Older versions of VDBench require CSH or TCSH, so we can be thankful for small mercies.

Benchmark Execution

Establish Baseline Performance of Individual Drives

  1. Ensure that all individual disks are presented to the operating platform for testing. For some storage arrays, one must create separate LUNS for each target device.
  2. Create a test profile for each target designed to run read only and write only tests. Use the following to create a template:
    for i in b c d e f; do
    sed 's/sdX/sd'${i}'/g' > input_sd${i}_rw_test <<__EOF
    # SD -- Storage Definition
    sd=sdX,lun=/dev/sdX,openflags=o_direct
    # WD -- Workload Definition
    wd=sdX_wd_r_seq,sd=sd*,xfersize=1024k,rdpct=100,seekpct=sequential
    wd=sdX_wd_w_seq,sd=sd*,xfersize=1024k,rdpct=0,seekpct=sequential
    # RD -- Run Definition
    rd=sdX_run_r_seq_iomax,wd=sdX_wd_r_seq,iorate=max,elapsed=100,interval=10,forthreads=(1-1024,d),warmup=20
    rd=sdX_run_w_seq_iomax,wd=sdX_wd_w_seq,iorate=max,elapsed=100,interval=10,forthreads=(1-1024,d),warmup=20
    __EOF
    done
    

    Initially, structure the read tests to run first. This gives the best opportunity to discover and fix any potential error in the benchmark configuration before a write test is run that destroys the data. Adjust the input files according to the results obtained when looking at optimisation; for example, if write performance is poor, one may wish to disable the read tests altogether while adjusting parameters that affect write performance.

    Create one test profile for each device under test. Templates containing multiple storage definitions will be evaluated for future use once issues relating to CPU utilisation have been resolved (see notes).

  3. Run each vdbench test case in sequence:
    for i in b c d e f; do
    ./vdbench -f input_sd${i}_rw_test -o o_sd${i}_rw_test.tod
    done
    
  4. Tabulate the results in a spreadsheet such as Excel and generate graphs to visualise the data. Establish the performance trend and look for any exceptions. One should normally expect to see healthy drives performing within +/-5% of one another. Faulty drives normally stand out quite clearly.
  5. Replace any bad drives and re-run VDBench against those targets.

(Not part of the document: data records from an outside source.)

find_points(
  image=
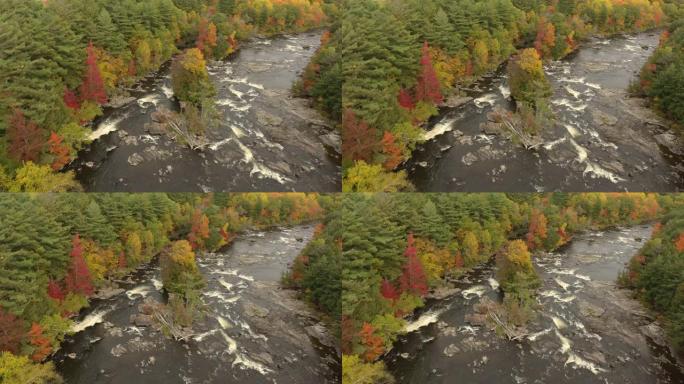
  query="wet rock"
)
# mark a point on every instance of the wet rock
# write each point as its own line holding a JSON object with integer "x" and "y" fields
{"x": 265, "y": 118}
{"x": 135, "y": 159}
{"x": 107, "y": 293}
{"x": 670, "y": 141}
{"x": 469, "y": 159}
{"x": 119, "y": 101}
{"x": 602, "y": 118}
{"x": 654, "y": 332}
{"x": 451, "y": 350}
{"x": 130, "y": 140}
{"x": 477, "y": 319}
{"x": 455, "y": 101}
{"x": 590, "y": 310}
{"x": 118, "y": 351}
{"x": 253, "y": 310}
{"x": 142, "y": 320}
{"x": 443, "y": 292}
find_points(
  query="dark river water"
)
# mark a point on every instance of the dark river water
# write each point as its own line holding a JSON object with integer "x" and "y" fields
{"x": 266, "y": 140}
{"x": 253, "y": 331}
{"x": 600, "y": 140}
{"x": 586, "y": 331}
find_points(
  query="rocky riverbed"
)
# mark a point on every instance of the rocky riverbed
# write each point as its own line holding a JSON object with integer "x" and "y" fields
{"x": 587, "y": 329}
{"x": 266, "y": 139}
{"x": 601, "y": 138}
{"x": 253, "y": 331}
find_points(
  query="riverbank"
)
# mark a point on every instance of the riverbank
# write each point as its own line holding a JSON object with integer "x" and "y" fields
{"x": 583, "y": 150}
{"x": 254, "y": 147}
{"x": 253, "y": 330}
{"x": 587, "y": 330}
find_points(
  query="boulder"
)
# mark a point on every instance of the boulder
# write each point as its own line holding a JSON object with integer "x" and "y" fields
{"x": 265, "y": 118}
{"x": 135, "y": 159}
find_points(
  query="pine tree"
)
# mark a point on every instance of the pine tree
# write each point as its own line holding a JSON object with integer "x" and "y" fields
{"x": 78, "y": 279}
{"x": 428, "y": 88}
{"x": 413, "y": 279}
{"x": 25, "y": 138}
{"x": 92, "y": 88}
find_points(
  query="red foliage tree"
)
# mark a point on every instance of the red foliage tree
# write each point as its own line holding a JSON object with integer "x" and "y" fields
{"x": 374, "y": 346}
{"x": 388, "y": 291}
{"x": 413, "y": 278}
{"x": 24, "y": 137}
{"x": 199, "y": 230}
{"x": 679, "y": 243}
{"x": 359, "y": 140}
{"x": 55, "y": 291}
{"x": 41, "y": 345}
{"x": 71, "y": 100}
{"x": 78, "y": 279}
{"x": 406, "y": 100}
{"x": 392, "y": 151}
{"x": 92, "y": 87}
{"x": 59, "y": 150}
{"x": 428, "y": 88}
{"x": 122, "y": 260}
{"x": 11, "y": 332}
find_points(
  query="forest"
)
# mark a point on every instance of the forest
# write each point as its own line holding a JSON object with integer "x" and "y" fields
{"x": 64, "y": 61}
{"x": 403, "y": 60}
{"x": 399, "y": 248}
{"x": 59, "y": 250}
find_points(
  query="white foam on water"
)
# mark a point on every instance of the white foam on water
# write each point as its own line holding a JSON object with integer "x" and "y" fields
{"x": 575, "y": 94}
{"x": 106, "y": 127}
{"x": 568, "y": 104}
{"x": 583, "y": 277}
{"x": 244, "y": 81}
{"x": 488, "y": 99}
{"x": 168, "y": 92}
{"x": 582, "y": 152}
{"x": 574, "y": 132}
{"x": 232, "y": 345}
{"x": 223, "y": 322}
{"x": 439, "y": 129}
{"x": 149, "y": 99}
{"x": 579, "y": 362}
{"x": 562, "y": 283}
{"x": 493, "y": 283}
{"x": 91, "y": 319}
{"x": 536, "y": 335}
{"x": 425, "y": 319}
{"x": 558, "y": 322}
{"x": 226, "y": 284}
{"x": 234, "y": 106}
{"x": 141, "y": 291}
{"x": 245, "y": 363}
{"x": 236, "y": 92}
{"x": 476, "y": 290}
{"x": 219, "y": 144}
{"x": 204, "y": 335}
{"x": 548, "y": 146}
{"x": 595, "y": 170}
{"x": 566, "y": 344}
{"x": 158, "y": 285}
{"x": 505, "y": 91}
{"x": 556, "y": 295}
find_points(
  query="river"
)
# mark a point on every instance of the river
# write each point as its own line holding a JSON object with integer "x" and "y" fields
{"x": 601, "y": 139}
{"x": 587, "y": 330}
{"x": 266, "y": 139}
{"x": 253, "y": 331}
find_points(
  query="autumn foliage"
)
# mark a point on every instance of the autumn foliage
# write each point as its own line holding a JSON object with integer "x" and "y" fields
{"x": 78, "y": 279}
{"x": 92, "y": 88}
{"x": 413, "y": 278}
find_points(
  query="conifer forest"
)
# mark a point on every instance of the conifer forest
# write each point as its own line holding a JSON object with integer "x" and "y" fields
{"x": 341, "y": 191}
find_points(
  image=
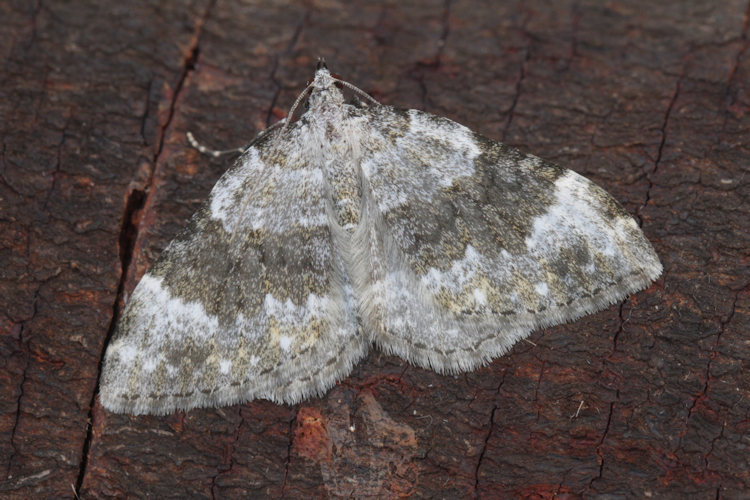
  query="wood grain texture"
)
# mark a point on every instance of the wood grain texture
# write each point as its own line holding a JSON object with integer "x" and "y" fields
{"x": 648, "y": 100}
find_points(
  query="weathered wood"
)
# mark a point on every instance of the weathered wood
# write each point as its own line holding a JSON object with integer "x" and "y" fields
{"x": 648, "y": 100}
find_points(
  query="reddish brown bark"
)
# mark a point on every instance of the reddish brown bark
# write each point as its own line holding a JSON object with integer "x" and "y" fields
{"x": 647, "y": 398}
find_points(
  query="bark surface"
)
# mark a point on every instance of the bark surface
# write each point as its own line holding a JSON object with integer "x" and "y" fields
{"x": 649, "y": 100}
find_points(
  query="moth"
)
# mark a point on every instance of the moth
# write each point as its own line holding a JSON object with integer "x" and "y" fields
{"x": 361, "y": 224}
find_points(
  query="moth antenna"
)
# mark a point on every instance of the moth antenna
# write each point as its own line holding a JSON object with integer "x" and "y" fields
{"x": 357, "y": 90}
{"x": 291, "y": 111}
{"x": 215, "y": 153}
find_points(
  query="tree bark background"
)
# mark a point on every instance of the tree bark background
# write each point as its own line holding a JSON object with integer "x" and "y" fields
{"x": 648, "y": 99}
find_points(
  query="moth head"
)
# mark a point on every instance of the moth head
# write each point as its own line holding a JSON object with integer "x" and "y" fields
{"x": 323, "y": 87}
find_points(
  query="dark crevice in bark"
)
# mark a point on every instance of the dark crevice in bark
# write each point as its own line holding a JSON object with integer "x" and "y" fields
{"x": 599, "y": 452}
{"x": 522, "y": 71}
{"x": 660, "y": 151}
{"x": 712, "y": 355}
{"x": 418, "y": 71}
{"x": 136, "y": 200}
{"x": 490, "y": 428}
{"x": 288, "y": 460}
{"x": 222, "y": 470}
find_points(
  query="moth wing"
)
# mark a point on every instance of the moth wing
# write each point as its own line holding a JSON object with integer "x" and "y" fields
{"x": 248, "y": 301}
{"x": 479, "y": 244}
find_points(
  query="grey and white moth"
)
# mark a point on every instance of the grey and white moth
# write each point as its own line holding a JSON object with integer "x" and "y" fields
{"x": 362, "y": 224}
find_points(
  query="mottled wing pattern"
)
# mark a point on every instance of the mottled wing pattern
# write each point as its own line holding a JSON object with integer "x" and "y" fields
{"x": 249, "y": 301}
{"x": 476, "y": 244}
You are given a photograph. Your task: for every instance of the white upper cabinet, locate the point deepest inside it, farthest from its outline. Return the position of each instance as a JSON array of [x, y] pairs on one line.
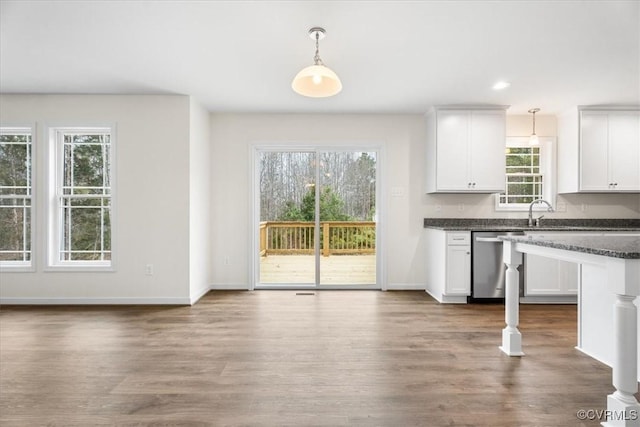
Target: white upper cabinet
[[465, 150], [599, 151]]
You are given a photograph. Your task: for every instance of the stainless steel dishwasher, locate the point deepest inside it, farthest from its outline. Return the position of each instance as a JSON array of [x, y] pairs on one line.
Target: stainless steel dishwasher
[[487, 268]]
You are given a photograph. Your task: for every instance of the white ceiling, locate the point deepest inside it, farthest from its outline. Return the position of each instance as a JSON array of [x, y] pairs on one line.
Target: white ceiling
[[392, 56]]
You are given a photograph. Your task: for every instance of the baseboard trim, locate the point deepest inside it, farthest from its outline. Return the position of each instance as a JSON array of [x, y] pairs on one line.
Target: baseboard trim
[[198, 295], [229, 287], [96, 301]]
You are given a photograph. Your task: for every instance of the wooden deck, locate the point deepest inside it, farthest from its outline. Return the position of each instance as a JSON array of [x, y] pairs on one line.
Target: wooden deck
[[334, 270]]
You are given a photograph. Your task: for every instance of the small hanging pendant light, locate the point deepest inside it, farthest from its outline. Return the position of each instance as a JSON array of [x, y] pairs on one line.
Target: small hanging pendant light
[[533, 139], [317, 80]]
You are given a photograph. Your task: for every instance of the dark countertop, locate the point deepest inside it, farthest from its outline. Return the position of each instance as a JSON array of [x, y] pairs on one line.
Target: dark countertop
[[510, 224], [627, 247]]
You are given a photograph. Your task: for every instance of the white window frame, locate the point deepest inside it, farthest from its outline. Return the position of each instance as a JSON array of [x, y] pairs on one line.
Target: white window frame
[[547, 170], [25, 265], [55, 259]]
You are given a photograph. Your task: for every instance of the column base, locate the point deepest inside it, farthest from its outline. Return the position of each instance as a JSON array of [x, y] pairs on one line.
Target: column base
[[622, 412], [511, 342]]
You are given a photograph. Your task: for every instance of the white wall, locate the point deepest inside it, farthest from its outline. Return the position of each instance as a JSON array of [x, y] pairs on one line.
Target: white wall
[[403, 135], [199, 202], [151, 197], [232, 136]]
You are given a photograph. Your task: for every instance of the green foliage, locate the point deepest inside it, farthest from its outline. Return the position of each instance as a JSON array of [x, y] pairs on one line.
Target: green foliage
[[15, 212], [331, 206]]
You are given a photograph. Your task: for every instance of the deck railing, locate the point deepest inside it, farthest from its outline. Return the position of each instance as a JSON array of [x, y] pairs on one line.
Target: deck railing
[[336, 237]]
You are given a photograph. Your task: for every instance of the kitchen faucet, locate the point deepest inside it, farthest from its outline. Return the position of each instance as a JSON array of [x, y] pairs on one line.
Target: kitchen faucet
[[549, 209]]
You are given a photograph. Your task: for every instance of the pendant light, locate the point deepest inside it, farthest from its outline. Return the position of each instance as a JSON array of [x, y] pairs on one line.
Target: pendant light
[[533, 139], [317, 80]]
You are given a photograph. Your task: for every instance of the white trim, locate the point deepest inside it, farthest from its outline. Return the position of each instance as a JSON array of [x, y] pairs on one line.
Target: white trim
[[26, 266], [230, 287], [548, 160], [405, 287], [96, 301], [54, 173], [198, 295]]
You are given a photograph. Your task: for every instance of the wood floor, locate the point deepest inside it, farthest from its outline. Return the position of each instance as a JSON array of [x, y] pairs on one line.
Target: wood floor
[[275, 358]]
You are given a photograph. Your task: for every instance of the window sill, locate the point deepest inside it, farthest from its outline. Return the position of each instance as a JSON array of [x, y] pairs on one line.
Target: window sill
[[78, 268], [17, 268]]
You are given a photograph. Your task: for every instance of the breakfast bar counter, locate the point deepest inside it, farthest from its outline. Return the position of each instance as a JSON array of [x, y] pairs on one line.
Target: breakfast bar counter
[[619, 258]]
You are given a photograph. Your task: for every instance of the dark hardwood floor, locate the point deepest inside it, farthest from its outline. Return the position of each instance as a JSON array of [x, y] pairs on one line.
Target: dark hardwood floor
[[275, 358]]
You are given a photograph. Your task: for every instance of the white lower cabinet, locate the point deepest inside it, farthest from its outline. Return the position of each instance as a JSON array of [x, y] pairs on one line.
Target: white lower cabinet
[[448, 263], [550, 277]]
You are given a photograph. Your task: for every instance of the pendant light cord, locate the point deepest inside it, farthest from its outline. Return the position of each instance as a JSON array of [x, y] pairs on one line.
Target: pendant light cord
[[534, 122], [316, 58]]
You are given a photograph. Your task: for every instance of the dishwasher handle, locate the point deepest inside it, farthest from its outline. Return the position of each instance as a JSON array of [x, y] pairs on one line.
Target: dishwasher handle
[[488, 239]]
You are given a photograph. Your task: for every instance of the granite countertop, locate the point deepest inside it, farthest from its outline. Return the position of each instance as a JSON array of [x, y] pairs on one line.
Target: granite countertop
[[510, 224], [612, 246]]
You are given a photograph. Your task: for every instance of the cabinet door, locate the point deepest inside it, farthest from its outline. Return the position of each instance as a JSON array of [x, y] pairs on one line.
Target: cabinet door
[[458, 270], [624, 150], [548, 276], [594, 137], [452, 150], [487, 150]]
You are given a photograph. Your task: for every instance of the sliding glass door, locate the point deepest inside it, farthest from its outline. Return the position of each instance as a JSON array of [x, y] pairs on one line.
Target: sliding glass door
[[317, 219]]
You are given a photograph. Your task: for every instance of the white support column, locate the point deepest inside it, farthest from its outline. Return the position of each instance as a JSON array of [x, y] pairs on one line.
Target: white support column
[[511, 336], [623, 409]]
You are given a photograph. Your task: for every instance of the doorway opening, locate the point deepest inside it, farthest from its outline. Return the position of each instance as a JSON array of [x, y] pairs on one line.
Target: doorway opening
[[316, 218]]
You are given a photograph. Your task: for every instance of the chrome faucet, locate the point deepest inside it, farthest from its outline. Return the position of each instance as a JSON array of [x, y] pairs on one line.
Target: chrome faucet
[[537, 222]]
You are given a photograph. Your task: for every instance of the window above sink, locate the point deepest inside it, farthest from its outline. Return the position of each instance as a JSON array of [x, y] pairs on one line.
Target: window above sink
[[529, 174]]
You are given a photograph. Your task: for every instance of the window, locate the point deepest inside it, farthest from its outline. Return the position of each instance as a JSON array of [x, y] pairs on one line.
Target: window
[[528, 174], [81, 197], [16, 197]]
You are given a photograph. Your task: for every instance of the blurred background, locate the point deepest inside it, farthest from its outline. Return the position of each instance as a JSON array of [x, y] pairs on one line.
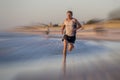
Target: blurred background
[[31, 46]]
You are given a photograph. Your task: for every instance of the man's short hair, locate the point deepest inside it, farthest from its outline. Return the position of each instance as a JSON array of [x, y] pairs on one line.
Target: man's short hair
[[70, 12]]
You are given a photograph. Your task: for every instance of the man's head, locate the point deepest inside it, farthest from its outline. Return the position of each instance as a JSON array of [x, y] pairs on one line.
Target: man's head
[[69, 14]]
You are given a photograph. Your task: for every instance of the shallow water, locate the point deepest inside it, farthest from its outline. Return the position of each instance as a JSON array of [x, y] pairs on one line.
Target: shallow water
[[23, 56]]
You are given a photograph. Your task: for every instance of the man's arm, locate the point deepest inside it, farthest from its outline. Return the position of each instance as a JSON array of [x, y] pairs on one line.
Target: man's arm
[[62, 29], [78, 23]]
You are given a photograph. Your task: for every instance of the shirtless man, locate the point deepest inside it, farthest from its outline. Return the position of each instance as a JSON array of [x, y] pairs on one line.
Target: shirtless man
[[70, 25]]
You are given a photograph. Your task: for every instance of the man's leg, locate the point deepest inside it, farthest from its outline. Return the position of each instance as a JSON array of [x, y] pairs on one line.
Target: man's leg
[[71, 46], [65, 50]]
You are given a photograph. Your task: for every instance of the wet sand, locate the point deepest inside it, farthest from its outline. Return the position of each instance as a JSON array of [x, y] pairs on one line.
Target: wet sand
[[40, 58]]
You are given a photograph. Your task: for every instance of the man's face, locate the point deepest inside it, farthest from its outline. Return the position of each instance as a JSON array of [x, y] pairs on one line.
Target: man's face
[[69, 15]]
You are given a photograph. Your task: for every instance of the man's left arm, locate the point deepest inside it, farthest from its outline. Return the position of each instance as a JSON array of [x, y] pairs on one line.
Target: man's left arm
[[78, 24]]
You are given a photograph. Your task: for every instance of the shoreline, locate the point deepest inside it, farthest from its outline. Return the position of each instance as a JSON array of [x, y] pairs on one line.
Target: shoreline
[[91, 35]]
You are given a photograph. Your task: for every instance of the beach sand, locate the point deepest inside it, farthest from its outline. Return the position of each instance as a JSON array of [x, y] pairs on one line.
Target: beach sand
[[39, 57]]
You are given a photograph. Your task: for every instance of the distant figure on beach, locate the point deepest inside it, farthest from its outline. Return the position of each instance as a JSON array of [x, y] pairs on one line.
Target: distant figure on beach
[[69, 29]]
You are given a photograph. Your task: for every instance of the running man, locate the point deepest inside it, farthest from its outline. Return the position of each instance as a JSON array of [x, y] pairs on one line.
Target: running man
[[69, 29]]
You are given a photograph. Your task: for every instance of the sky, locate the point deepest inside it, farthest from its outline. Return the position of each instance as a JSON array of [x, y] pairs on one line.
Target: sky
[[15, 13]]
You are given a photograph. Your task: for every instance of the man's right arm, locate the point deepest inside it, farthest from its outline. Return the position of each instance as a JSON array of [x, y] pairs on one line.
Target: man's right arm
[[62, 28]]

Establish Baseline Performance of RAID LUNs

  1. Create the RAID LUNs that will be used to establish the file system storage volumes for Lustre.
  2. Repeat the VDBench benchmark using the same test profile as for individual storage devices:
    for i in b c d e f; do
    sed 's/sdX/sd'${i}'/g' > input_sd${i}_raid_rw_test <<__EOF
    # VDBench baseline performance test for RAID Volumes
    # SD -- Storage Definition
    sd=sdX,lun=/dev/sdX,openflags=o_direct
    # WD -- Workload Definition
    wd=sdX_raid_wd_r_seq,sd=sd*,xfersize=1024k,rdpct=100,seekpct=sequential
    wd=sdX_raid_wd_w_seq,sd=sd*,xfersize=1024k,rdpct=0,seekpct=sequential
    # RD -- Run Definition
    rd=sdX_raid_run_r_seq_iomax,wd=wd_r_seq,iorate=max,elapsed=100,interval=10,forthreads=(1-1024,d),warmup=20
    rd=sdX_raid_run_w_seq_iomax,wd=wd_w_seq,iorate=max,elapsed=100,interval=10,forthreads=(1-1024,d),warmup=20
    __EOF
    done
    

    Note that the device names may be different for assembled LUNs, depending on the driver used and/or vendor-supplied software. e.g. MD RAID devices are typically /dev/mdX and kernel multipath devices are typically /dev/dm-XX. This can vary by Linux distribution as well as by storage vendor.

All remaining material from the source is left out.